Ela explica que a convivência no coletivo de uma criança com comprometimento orgânico não é só socialmente justo. Há o aspecto pedagógico. A interação fora do ambiente familiar traz muitos benefícios no aprendizado dessas crianças. "Elas passam a ser valorizadas culturalmente pela sociedade e pela escola", afirma. Adriana Marcondes assegura que a educação inclusiva tem o papel de tornar a vida destas crianças melhor. "A coisa mais gostosa é quando os amigos vêm, fazem bagunça, colocam-na num lugar importante, o que para a família, porque a superprotege, é difícil", conclui.

"Devemos devolver ao coletivo o que não é individual, adotando práticas, currículos escolares, estrutura física, sistema de avaliação, horário de recreio que comportem todas as crianças"

Adriana Marcondes



CFP lança campanha pela educação inclusiva em 2004

O tema da campanha que o Conselho Federal de Psicologia vai lançar em 2004 é "Educação Inclusiva, os Direitos na Escola". A campanha é nacional e todas as Comissões de Direitos Humanos dos Conselhos Regionais estão discutindo o tema. Dentro do contexto da campanha, será debatido o lema "Por uma Escola Mundo, onde Caibam Todos os Mundos". Maria da Graça Marchina Gonçalves, coordenadora da Comissão de DH da Regional de São Paulo, diz que a temática foi escolhida, porque é uma área sobre a qual os psicólogos têm muito a dizer. "Queremos que a campanha chame a atenção para a necessidade de se trabalhar o respeito à diversidade e também para a necessidade de que a escola se modifique para incluir a diversidade", explica.

Mas observa que a psicologia, ao ter valorizado as diferenças, pode ter trabalho pela exclusão. "Precisamos fazer uma reflexão do que produzimos na nossa história dentro dessa área e verificar qual o direcionamento que estamos tomando", sugere. "Queremos discutir a educação inclusiva que está na lei e nos projetos de políticas educacionais do país", acrescenta.

A campanha está sendo divulgada (no dia 22 de novembro foi realizado um debate no CRP-SP) e serão organizadas programações regionais, assim como foi com a campanha do preconceito racial. "A gente pretende fazer uma série de debates, na linha da discussão do preconceito, e levantar informações sobre a verdadeira realidade da educação inclusiva, de como estão se desenvolvendo os projetos", diz Maria da Graça.
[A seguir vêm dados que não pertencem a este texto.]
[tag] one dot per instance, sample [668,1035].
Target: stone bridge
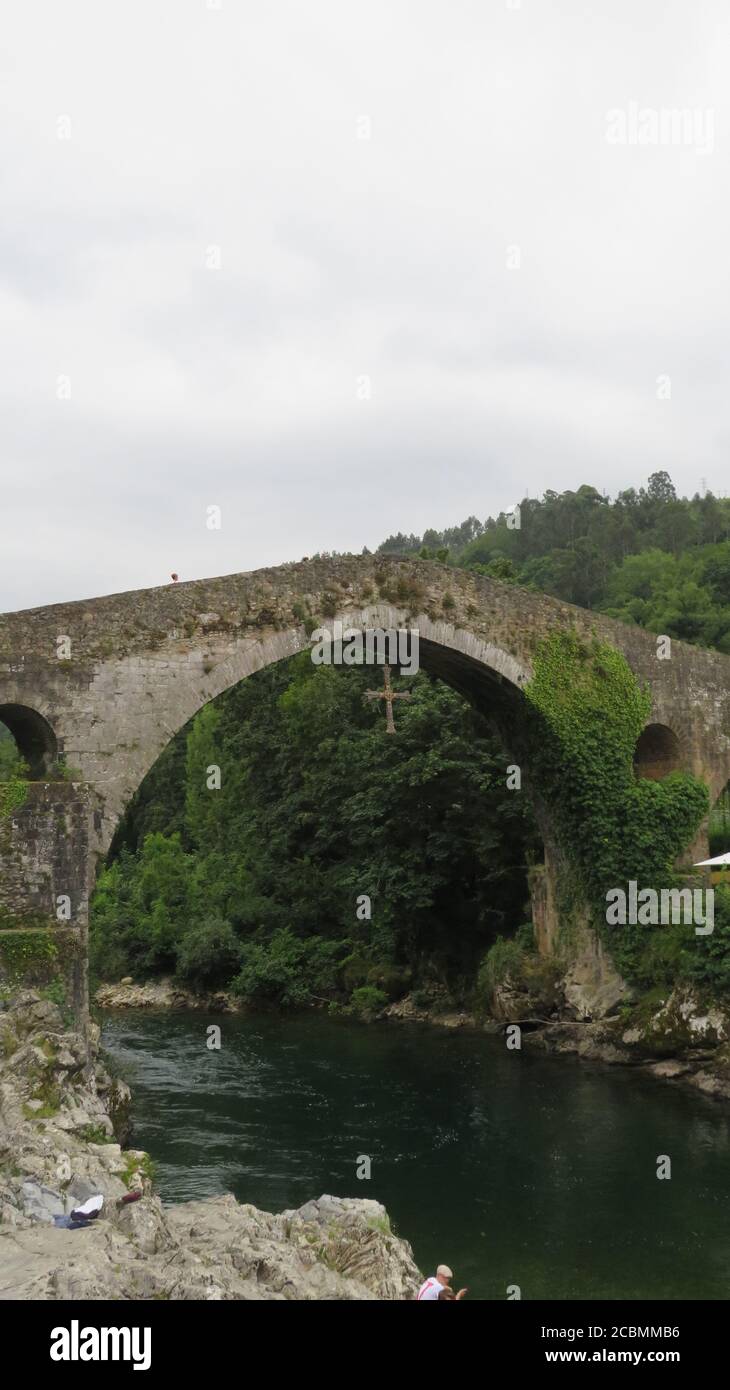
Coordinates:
[103,684]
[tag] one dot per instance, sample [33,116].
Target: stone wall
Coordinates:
[116,677]
[47,847]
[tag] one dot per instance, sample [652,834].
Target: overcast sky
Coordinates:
[145,141]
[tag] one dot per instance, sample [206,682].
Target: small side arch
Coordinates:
[658,752]
[34,736]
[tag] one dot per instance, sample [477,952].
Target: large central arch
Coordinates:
[110,681]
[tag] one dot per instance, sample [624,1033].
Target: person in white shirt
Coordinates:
[431,1287]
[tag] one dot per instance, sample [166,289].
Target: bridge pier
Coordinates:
[47,852]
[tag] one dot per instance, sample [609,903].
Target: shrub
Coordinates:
[709,957]
[367,1000]
[209,955]
[287,969]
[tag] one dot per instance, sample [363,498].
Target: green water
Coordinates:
[513,1169]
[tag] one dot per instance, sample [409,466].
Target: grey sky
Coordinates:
[345,257]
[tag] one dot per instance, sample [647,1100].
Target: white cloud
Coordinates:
[341,257]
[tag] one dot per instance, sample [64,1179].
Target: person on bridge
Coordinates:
[430,1290]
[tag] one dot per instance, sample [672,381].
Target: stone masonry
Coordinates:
[103,685]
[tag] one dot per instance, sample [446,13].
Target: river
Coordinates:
[512,1168]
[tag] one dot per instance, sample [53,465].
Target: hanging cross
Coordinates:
[388,695]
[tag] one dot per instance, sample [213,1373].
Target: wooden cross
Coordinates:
[388,695]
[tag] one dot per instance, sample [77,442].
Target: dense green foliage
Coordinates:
[591,712]
[259,880]
[645,558]
[255,886]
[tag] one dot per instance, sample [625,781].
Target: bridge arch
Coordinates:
[34,738]
[483,672]
[658,752]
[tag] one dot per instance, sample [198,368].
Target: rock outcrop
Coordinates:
[677,1039]
[161,994]
[57,1147]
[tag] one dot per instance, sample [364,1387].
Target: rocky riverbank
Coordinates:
[63,1125]
[675,1039]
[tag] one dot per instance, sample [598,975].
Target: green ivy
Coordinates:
[27,951]
[588,712]
[11,795]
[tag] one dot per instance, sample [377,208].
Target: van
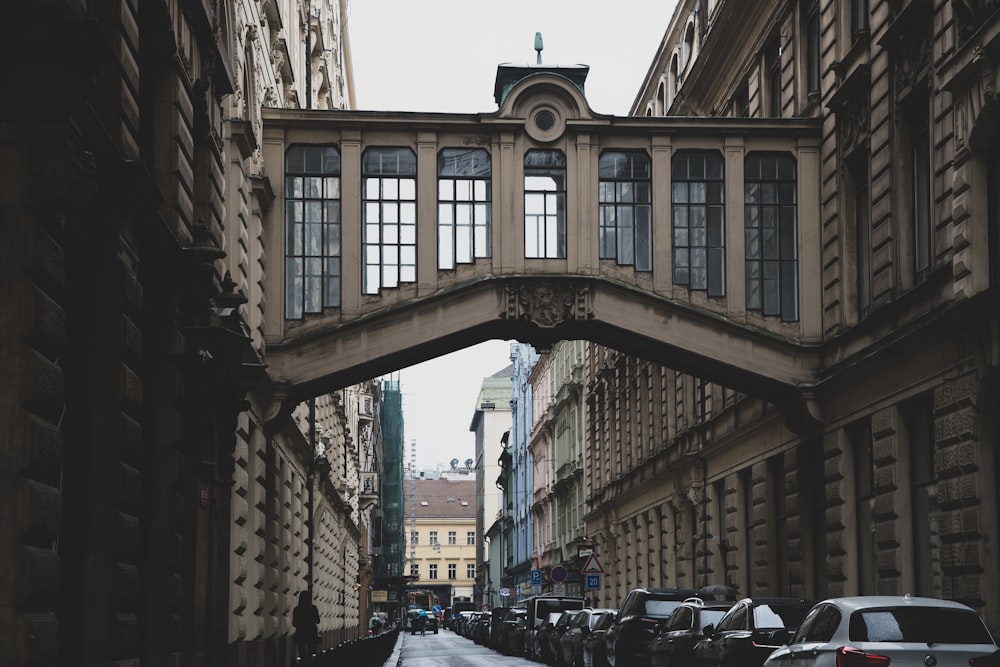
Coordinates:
[540,609]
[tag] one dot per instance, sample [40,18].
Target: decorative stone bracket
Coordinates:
[546,303]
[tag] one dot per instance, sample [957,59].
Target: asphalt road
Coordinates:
[446,649]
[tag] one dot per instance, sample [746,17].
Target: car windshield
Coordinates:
[930,625]
[711,617]
[778,616]
[661,608]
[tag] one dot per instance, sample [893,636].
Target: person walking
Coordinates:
[305,620]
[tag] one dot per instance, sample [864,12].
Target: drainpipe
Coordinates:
[309,65]
[311,482]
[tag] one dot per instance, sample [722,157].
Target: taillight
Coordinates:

Ela adianta que não se tem uma noção clara de como está a educação inclusiva no país. "Há algumas estatísticas que mostram que boa parte da população, aquela que precisa de um atendimento especial, está excluída da escola", revela. Ela diz que esta parcela da sociedade não tem acesso à escola e quando tem é para as chamadas "classes especiais". "Uma dupla exclusão. Ou pelo não-acesso ou pelo acesso que acaba por não incluir", condena.

Ela explica que a campanha se propõe a apropriar-se dessas informações, mapear esta realidade, fazer um diagnóstico da situação e colocá-la à disposição de pesquisas da psicologia para propor soluções para a inclusão na educação.